Congress urged to investigate US military mining Muslim app data
The largest rights group for American Muslims has urged Congress leaders to investigate reports of US military contractors spying on Muslims using religious apps.
Congressional leaders have been urged by the largest American-Muslim rights group to probe US military contractors following reports of them continuing to spy on Muslims using data gathered from religious apps.
The Council on American-Islamic Relations (CAIR) said on Monday it wrote to the US House and Senate committees on judiciary, armed services, and intelligence after WSJ reported that Google banned apps targeting Muslims with data-harvesting software.
The software was developed by a company tied to US national security contractors.
"CAIR is urging Congress to protect American Muslims, in addition to Muslims overseas, whose Islamic prayer apps and their corresponding cellphone data continue to be spied on by multiple US military contractors - and purchased by the US military," said Robert McCaw, government affairs director at CAIR.

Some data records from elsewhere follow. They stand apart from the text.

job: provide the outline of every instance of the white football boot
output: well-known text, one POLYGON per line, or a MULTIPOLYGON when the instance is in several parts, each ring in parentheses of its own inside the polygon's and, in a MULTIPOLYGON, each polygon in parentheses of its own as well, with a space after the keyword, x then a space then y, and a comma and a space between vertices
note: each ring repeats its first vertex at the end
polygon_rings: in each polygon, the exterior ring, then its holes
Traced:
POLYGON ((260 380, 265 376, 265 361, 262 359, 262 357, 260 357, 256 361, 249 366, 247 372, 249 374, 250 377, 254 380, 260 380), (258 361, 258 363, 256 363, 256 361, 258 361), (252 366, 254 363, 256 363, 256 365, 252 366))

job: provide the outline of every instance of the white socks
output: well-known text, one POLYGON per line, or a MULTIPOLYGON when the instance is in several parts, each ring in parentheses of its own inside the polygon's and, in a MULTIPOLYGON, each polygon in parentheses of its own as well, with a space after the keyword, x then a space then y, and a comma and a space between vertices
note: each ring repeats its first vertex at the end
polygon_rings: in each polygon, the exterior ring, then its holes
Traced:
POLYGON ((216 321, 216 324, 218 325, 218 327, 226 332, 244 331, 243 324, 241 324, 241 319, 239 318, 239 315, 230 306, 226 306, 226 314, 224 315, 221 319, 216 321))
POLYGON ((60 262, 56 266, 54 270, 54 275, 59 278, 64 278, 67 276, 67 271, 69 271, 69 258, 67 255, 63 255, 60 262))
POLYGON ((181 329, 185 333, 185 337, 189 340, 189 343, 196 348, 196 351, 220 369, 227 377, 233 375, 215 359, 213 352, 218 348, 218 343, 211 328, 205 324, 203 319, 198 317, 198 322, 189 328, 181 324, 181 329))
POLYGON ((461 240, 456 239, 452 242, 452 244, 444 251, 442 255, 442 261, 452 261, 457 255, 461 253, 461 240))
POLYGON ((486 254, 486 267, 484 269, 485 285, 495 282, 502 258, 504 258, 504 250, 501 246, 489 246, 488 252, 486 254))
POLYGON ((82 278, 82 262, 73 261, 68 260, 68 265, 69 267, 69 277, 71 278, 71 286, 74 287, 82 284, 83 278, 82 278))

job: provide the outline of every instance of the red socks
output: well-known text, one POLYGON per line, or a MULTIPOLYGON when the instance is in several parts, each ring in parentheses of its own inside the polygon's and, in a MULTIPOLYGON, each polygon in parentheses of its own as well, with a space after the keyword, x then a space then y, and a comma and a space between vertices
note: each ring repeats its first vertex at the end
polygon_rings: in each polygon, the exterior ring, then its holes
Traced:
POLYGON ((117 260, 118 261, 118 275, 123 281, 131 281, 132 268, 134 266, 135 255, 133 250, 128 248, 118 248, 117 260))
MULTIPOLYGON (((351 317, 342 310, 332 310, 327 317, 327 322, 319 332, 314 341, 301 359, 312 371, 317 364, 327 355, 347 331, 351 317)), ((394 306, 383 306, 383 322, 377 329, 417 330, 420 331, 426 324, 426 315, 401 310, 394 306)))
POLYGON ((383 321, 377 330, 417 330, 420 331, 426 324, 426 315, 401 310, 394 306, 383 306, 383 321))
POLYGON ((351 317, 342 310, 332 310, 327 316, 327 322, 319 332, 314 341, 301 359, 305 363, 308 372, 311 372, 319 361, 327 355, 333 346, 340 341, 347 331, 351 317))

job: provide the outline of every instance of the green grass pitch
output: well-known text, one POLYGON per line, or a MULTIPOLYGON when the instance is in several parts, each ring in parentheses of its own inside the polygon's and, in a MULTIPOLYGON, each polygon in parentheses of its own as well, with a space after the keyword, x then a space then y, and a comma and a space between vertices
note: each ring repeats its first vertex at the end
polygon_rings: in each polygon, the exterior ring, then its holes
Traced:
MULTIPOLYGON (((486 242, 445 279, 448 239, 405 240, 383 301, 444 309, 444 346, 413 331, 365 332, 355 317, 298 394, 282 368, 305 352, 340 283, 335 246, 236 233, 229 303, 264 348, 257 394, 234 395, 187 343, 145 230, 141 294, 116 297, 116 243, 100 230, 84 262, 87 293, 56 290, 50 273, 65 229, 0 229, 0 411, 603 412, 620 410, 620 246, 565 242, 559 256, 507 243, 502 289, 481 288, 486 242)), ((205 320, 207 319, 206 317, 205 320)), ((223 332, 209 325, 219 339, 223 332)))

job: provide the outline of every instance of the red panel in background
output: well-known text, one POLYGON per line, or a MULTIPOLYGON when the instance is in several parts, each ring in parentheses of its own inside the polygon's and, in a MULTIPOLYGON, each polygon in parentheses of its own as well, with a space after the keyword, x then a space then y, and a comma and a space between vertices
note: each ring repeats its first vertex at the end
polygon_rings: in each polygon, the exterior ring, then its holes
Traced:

"This ongoing spying on American Muslims' cellphone metadata and Islamic app usage is a direct attack on the First Amendment rights of our community and its consumer privacy."
In its letter to US lawmakers, CAIR said that Muslim Americans have had to endure spying, profiling, and other forms of government discrimination thanks to these apps, and stressed that a full and public congressional investigation is needed to explore this documented case of the US military purchasing the movement and location data of millions of Muslim app users.